25 Mogen ijzeren en koperen grendels u beschermen en moge uw kracht net zo groot zijn als uw leven lang is!’
26 ‘Er bestaat niemand die gelijk is aan de God van het rechtschapen Israël, Hij rijdt op de wolken en vanuit de hoogte helpt Hij u. 27 De eeuwige God is uw toevluchtsoord en zijn eeuwige armen ondersteunen u. Hij drijft uw vijanden voor u uit en roept u toe: “Vernietig hen!” 28 Daarom leeft Israël veilig en ongestoord en heeft voorspoed in een land van koren en wijn, terwijl de hemel het land bevochtigt met dauw. 29 Uw geluk is groot, Israël! Wie is aan u gelijk? U bent een volk, dat verlost is door de Here. Hij is uw schild en uw helper! Hij is uw machtige zwaard! Uw vijanden zullen diep voor u buigen en u zult over hun heuvels heersen!’

De dood van Mozes

34 Toen beklom Mozes vanuit de vlakte van Moab de top van de Pisga op de berg Nebo, tegenover Jericho. De Here toonde hem het beloofde land en hij keek uit over Gilead tot aan Dan: hij zag Naftali liggen en Efraïm, Manasse en daar verderop Juda, dat zich uitstrekt tot aan de Middellandse Zee. Ook zag hij de Negev en het dal van de Jordaan en Jericho, de stad van de palmbomen, en Soar. ‘Dat is het beloofde land,’ zei de Here tegen Mozes. ‘Ik beloofde Abraham, Isaak en Jakob dat Ik het hun nakomelingen zou geven. Nu hebt u het gezien, maar u zult het niet binnengaan.’ Zo stierf Mozes, de dienaar van de Here, in het land Moab, zoals de Here had gezegd. En de Here begroef hem in een dal bij Bet-Peor in Moab, maar tot nu toe weet niemand precies waar hij ligt. Mozes was honderdtwintig jaar oud toen hij stierf, maar zijn ogen waren nog goed en hij was nog net zo sterk als een jonge man. Het volk Israël rouwde dertig dagen om hem op de vlakte van Moab.

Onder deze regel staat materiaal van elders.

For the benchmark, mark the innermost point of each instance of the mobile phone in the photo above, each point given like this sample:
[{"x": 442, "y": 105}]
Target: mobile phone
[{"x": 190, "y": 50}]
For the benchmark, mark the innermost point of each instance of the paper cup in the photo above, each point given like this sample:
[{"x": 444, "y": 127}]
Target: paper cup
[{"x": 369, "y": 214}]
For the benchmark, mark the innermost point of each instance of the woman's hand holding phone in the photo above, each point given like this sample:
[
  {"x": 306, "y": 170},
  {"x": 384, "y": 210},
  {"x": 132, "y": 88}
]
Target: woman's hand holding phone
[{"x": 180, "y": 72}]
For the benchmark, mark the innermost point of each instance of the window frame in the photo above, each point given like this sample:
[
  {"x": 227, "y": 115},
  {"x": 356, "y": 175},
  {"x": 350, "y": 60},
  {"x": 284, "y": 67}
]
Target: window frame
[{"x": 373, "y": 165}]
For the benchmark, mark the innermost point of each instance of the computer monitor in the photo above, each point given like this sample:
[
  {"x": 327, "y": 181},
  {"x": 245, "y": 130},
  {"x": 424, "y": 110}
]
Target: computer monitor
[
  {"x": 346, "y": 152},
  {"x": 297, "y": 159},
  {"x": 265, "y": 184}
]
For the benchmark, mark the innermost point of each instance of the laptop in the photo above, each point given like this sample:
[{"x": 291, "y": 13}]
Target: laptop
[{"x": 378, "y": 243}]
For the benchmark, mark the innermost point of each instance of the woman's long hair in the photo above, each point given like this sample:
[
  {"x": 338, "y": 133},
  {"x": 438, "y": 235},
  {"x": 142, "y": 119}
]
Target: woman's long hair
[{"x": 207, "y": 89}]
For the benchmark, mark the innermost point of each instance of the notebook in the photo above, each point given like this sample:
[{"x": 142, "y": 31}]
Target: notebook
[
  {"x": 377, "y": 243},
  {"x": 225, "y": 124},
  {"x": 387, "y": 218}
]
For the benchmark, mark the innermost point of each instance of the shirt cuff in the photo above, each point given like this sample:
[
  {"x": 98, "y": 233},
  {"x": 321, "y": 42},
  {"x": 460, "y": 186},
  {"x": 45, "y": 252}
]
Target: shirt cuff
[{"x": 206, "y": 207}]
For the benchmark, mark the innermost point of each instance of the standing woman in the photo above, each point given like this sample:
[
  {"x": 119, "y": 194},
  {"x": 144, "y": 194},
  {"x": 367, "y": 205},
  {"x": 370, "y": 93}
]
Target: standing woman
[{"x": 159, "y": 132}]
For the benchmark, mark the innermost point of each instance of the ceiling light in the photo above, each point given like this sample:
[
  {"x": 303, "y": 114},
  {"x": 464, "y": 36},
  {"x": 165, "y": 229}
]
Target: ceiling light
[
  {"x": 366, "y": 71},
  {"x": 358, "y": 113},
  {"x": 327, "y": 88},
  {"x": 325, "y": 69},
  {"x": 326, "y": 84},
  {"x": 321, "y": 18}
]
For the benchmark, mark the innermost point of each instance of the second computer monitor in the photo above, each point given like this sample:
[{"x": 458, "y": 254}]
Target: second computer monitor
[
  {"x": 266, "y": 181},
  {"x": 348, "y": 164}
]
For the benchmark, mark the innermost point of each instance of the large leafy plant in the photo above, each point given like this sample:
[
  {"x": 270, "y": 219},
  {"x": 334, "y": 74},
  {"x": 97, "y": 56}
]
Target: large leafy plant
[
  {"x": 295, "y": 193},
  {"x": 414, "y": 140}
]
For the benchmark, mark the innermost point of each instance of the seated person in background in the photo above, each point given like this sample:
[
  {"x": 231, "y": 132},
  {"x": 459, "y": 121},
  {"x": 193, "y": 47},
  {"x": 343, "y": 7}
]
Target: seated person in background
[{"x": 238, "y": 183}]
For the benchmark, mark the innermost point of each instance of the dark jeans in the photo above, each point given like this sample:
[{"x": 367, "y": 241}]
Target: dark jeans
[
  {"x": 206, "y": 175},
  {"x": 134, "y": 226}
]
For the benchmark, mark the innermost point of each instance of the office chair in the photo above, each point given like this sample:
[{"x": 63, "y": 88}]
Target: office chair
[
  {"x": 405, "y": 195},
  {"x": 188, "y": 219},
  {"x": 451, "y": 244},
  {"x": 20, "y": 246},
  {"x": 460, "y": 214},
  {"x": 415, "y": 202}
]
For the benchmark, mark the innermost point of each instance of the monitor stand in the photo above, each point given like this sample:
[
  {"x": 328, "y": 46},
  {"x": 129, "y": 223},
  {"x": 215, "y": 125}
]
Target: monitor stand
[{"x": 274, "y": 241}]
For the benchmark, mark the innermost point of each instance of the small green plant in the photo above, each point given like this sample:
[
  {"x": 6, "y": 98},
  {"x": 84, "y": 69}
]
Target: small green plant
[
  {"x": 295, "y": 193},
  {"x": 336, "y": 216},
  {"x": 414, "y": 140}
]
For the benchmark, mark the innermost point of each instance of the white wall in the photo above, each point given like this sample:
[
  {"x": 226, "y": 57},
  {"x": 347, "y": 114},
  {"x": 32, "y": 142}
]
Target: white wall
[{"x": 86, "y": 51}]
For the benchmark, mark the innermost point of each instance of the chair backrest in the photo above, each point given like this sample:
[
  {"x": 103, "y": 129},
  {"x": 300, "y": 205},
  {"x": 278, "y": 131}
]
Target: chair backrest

Jozua, de zoon van Nun, was vervuld met de Geest van de wijsheid, want Mozes had hem de handen opgelegd. Daarom gehoorzaamden de Israëlieten hem en leefden volgens de wetten en regels die de Here Mozes had gegeven. 10 Er is daarna in Israël nooit meer een profeet zoals Mozes geweest, want de Here sprak met hem van aangezicht tot aangezicht. 11,12 Hij deed op bevel van de Here verbazingwekkende wonderen, grote en angstaanjagende wonderen voor de farao en zijn hele hofhouding in Egypte en voor het hele volk Israël in de woestijn.